I love Batman to the moon and back, I honestly never realised just how much I love him – Until he ripped out my heart and stamped on it this morning. (OK slight exaggeration there, but that’s how it feels). See – I warned you in the title I was in hormonal hell!
Sam used to be a complete Mummy’s boy, but recently he is definitely on team Daddy. I wouldn’t mind this so much if he wasn’t so cold towards me now. I know I know, he’s a baby, he doesn’t mean it, he doesn’t understand…. Try telling my hormones that! My brain computes, but that doesn’t stop me crying every time he turns his back on me, or every time he cries when Daddy leaves the room.
I get it, I really do. DaddyGeek is doing much more with Sam now I can barely move. So DaddyGeek gets all the smiles, the giggles, the arms up wanting a cuddle. And Mummy gets…. the dirty nappies, the tantrums and the cold shoulder. Seriously. I am not usually an emotional person, but I have just spent the best part of an hour crying my eyes out because my 11 month old son totally blanked me this morning. He threw a complete tantrum when DaddyGeek went for a shower, and he’s refused to look at me since.

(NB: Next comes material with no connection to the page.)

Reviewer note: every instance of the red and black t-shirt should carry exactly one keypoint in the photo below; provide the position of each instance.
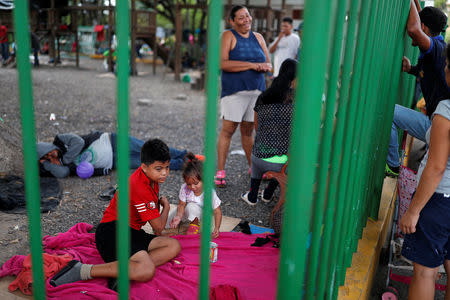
(143, 201)
(3, 34)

Sam is now sat in his playroom watching Raa Raa while I sit in the kitchen, trying to sort my head out and get a grip on these crappy hormones. (I can see him from where I am sat – no need to ring ChildLine)! So yes – I feel like the world’s worst Mother. It is yet another beautiful day outside, and once again we are stuck indoors because I can barely walk thanks to the SPD. I have to say, I am starting to feel more and more like a burden on Sam’s life, and less like a parent. (I know, I know – complete rubbish… just the hormones talking…)

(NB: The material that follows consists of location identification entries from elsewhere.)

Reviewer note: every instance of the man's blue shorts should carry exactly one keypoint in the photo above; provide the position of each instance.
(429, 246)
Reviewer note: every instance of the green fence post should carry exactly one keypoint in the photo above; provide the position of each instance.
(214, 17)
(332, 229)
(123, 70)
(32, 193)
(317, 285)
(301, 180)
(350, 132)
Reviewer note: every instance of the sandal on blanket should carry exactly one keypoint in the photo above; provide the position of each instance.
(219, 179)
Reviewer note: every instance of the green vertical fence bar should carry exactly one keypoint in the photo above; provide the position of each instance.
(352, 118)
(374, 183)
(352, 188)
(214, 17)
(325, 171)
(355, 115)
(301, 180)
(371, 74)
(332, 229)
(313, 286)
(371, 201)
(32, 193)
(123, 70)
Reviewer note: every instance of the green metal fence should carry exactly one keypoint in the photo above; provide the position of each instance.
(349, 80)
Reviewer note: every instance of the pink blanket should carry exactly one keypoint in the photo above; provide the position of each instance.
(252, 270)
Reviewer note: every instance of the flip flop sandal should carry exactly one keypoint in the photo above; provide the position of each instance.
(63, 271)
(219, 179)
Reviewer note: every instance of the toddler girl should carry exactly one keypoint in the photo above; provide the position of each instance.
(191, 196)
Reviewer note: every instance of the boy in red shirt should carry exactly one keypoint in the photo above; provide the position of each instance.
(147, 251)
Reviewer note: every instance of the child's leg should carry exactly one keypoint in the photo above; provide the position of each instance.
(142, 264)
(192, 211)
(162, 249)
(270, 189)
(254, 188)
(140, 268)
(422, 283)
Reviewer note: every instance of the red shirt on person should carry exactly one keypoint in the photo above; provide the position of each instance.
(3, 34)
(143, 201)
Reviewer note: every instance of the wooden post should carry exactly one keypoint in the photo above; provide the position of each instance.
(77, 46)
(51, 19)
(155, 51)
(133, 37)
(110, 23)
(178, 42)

These hormones have a lot to answer for.
Is it July yet?!
At least once Robyn is born, I can stress about lack of sleep, or how hard I am finding breast feeding. Suddenly both seem pretty easy to deal with, compared with a baby who rejects you!*
*I am sure that I will have forgotten all about this by the time Robyn is born, so feel free to remind me that your baby rejecting you is more painful than breast feeding or exhaustion!
PS No sympathy required. Just had to vent…. somewhere. I am sure I’ll feel fine once I have had some caffeine and once Batman gives me a cuddle…!!